Gli obiettivi della campagna

Il resoconto fornito nel 2011 al Fara da Blj Global, una società di pubbliche relazioni ingaggiata dal Cusef, delineava un piano per influenzare positivamente il dibattito pubblico sulle relazioni Usa-Cina, enfatizzando l’idea della «Cina come partner indispensabile per gli Stati Uniti».

La Blj Global ha riassunto gli obiettivi del suo lavoro per il Cusef in questi termini: «Sviluppare e promuovere una comunità di esperti che condividono le stesse idee sulle relazioni Usa-Cina»; «Costruire relazioni con personaggi mediatici influenti che possano servire come voci positive nei dibattiti sulle relazioni Usa-Cina» e «costruire un messaggio positivo e coeso della collaborazione tra Stati Uniti e Cina e lavorare per diffondere questo messaggio tramite il presidente [Tung, ndr] […] sostenitori e organizzazioni di terze parti, e i media».

Il suo obiettivo aziendale per il 2010 consisteva nell’inserire una media di tre articoli a settimana contenenti dichiarazioni a sostegno della Cina in varie testate giornalistiche americane.

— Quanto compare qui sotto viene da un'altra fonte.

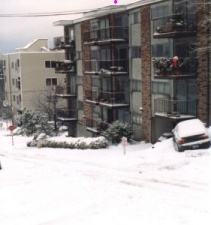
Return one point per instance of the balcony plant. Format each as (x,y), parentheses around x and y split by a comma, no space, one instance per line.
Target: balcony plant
(174,66)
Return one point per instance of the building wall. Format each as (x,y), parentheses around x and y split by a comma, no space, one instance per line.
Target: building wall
(202,79)
(87,80)
(146,74)
(35,45)
(32,74)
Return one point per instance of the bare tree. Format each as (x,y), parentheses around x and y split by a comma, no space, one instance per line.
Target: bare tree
(47,101)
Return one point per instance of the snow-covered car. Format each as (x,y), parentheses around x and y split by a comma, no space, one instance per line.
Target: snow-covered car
(190,134)
(165,136)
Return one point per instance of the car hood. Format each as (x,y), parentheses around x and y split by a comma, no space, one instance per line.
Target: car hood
(191,128)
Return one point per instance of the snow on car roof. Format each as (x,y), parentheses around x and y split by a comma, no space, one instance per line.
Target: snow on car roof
(190,128)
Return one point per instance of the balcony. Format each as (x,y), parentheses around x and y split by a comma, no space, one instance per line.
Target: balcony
(175,109)
(168,68)
(106,67)
(66,92)
(66,66)
(96,125)
(112,34)
(108,98)
(176,25)
(66,115)
(64,42)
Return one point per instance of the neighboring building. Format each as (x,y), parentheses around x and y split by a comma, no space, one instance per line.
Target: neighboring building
(149,55)
(29,75)
(1,83)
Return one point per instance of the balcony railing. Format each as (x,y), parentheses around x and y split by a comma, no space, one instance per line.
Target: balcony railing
(64,42)
(175,108)
(175,66)
(103,67)
(113,33)
(107,98)
(65,114)
(66,91)
(66,66)
(174,25)
(96,125)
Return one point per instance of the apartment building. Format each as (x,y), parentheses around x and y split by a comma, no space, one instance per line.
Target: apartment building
(144,63)
(29,76)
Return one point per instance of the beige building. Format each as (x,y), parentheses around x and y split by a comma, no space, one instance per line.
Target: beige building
(30,76)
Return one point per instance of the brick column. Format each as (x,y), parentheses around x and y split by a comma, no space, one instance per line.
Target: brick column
(202,53)
(146,74)
(87,79)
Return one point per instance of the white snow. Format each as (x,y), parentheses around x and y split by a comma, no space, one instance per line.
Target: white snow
(149,185)
(190,128)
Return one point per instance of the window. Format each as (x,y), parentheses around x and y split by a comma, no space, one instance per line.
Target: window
(94,54)
(80,105)
(51,81)
(136,118)
(135,52)
(17,99)
(96,82)
(78,55)
(159,11)
(53,64)
(54,81)
(47,64)
(48,81)
(135,17)
(135,85)
(161,50)
(160,88)
(79,80)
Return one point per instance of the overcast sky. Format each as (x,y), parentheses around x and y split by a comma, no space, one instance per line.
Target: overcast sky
(17,32)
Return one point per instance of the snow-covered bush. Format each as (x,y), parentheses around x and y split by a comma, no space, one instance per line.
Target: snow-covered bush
(117,130)
(34,123)
(79,144)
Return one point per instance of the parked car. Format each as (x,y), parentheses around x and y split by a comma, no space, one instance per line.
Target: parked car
(190,134)
(165,136)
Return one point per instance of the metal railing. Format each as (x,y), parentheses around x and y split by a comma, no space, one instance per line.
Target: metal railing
(64,42)
(175,23)
(107,97)
(175,107)
(65,66)
(182,66)
(107,66)
(66,113)
(66,90)
(113,32)
(96,123)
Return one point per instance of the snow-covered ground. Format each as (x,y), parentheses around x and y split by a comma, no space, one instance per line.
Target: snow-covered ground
(149,185)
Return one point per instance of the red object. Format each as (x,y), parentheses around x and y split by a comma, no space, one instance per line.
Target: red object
(11,128)
(175,62)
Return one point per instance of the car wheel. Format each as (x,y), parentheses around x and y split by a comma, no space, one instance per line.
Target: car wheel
(177,148)
(206,145)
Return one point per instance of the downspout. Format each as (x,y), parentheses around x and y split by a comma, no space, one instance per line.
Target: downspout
(209,77)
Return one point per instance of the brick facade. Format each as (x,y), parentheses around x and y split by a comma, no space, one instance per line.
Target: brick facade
(202,76)
(87,80)
(146,74)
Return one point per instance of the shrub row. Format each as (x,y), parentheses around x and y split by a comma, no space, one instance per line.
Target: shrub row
(96,144)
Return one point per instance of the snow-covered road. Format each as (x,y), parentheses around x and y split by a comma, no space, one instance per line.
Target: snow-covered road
(148,186)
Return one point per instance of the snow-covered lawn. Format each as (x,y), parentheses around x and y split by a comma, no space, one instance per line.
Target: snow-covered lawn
(150,185)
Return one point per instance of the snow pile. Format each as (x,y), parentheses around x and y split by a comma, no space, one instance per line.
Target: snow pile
(150,184)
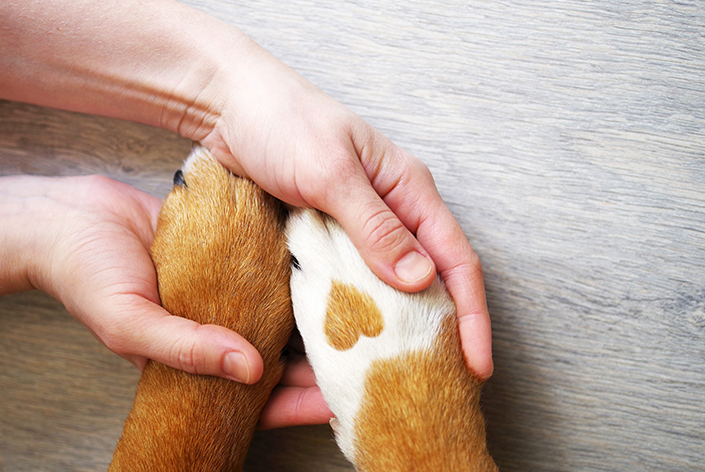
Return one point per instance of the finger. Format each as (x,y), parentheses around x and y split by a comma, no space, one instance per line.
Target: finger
(408,190)
(460,268)
(148,331)
(384,242)
(294,406)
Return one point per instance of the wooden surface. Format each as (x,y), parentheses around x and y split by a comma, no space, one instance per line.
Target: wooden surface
(568,138)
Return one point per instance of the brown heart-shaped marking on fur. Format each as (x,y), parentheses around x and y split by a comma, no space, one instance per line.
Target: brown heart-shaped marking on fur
(349,315)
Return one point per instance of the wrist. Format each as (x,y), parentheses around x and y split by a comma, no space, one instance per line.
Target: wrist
(21,238)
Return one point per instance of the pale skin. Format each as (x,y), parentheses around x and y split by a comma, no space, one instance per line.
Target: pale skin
(162,63)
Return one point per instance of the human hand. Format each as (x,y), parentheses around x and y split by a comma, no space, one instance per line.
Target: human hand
(260,119)
(85,240)
(309,150)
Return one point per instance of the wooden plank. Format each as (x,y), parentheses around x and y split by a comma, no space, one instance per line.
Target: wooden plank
(568,139)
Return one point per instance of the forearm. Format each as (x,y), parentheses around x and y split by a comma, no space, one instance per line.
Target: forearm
(158,62)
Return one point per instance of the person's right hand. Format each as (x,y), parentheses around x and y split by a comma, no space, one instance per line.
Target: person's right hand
(307,149)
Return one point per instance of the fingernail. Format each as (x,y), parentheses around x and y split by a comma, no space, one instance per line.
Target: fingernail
(413,267)
(235,365)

Il resoconto afferma che nel 2009 l’azienda ha «agevolato o direttamente influenzato» la pubblicazione di 26 articoli di opinione e l’inserimento di citazioni all’interno di 103 articoli.

Il resoconto specificava anche che alcuni articoli di opinione positivi sono stati scritti dai «sostenitori terzi» del Cusef, da gruppi di esperti, ex politici e figure influenti.

Viaggi per giornalisti

Dal 2009, la Blj ha organizzato viaggi per 128 giornalisti di 48 testate statunitensi, tra cui Washington Post, New York Times, L.A. Times, Vox, Nprs e Nbc, secondo un’analisi dei resoconti consegnati al Fara ai sensi della legge statunitense.

L’azienda, nel resoconto del 2011, ha definito le visite «viaggi di familiarizzazione» destinati a reclutare «giornalisti di alto livello per viaggi in Cina, selezionati in base alla loro autorevolezza e opportunità di realizzare una copertura favorevole».

«Queste visite dovevano essere studiate per offrire uno sguardo fresco e positivo sui risultati ottenuti dalla Cina – continua il resoconto – e per sottolineare quanto sia importante per gli Stati Uniti impegnarsi direttamente con la Cina».

Sempre citando il resoconto consegnato al Fara, nel 2009 due viaggi organizzati per giornalisti di 7 testate hanno portato alla pubblicazione di 28 articoli.

I viaggi in Cina, ha dichiarato Newsham, assomigliano alla «pratica di lunga data del regime cinese di ‘diplomazia delle visite’ e di ospitalità, che funziona così bene con i funzionari governativi e gli uomini d’affari di molti Paesi». Questo approccio «funziona molto bene con persone che hanno solo un’esperienza limitata con la Cina».

Forse i giornalisti ritengono di essere immuni all’influenza del regime, ha continuato Newsham, ma dal suo punto di vista «è difficile crederci».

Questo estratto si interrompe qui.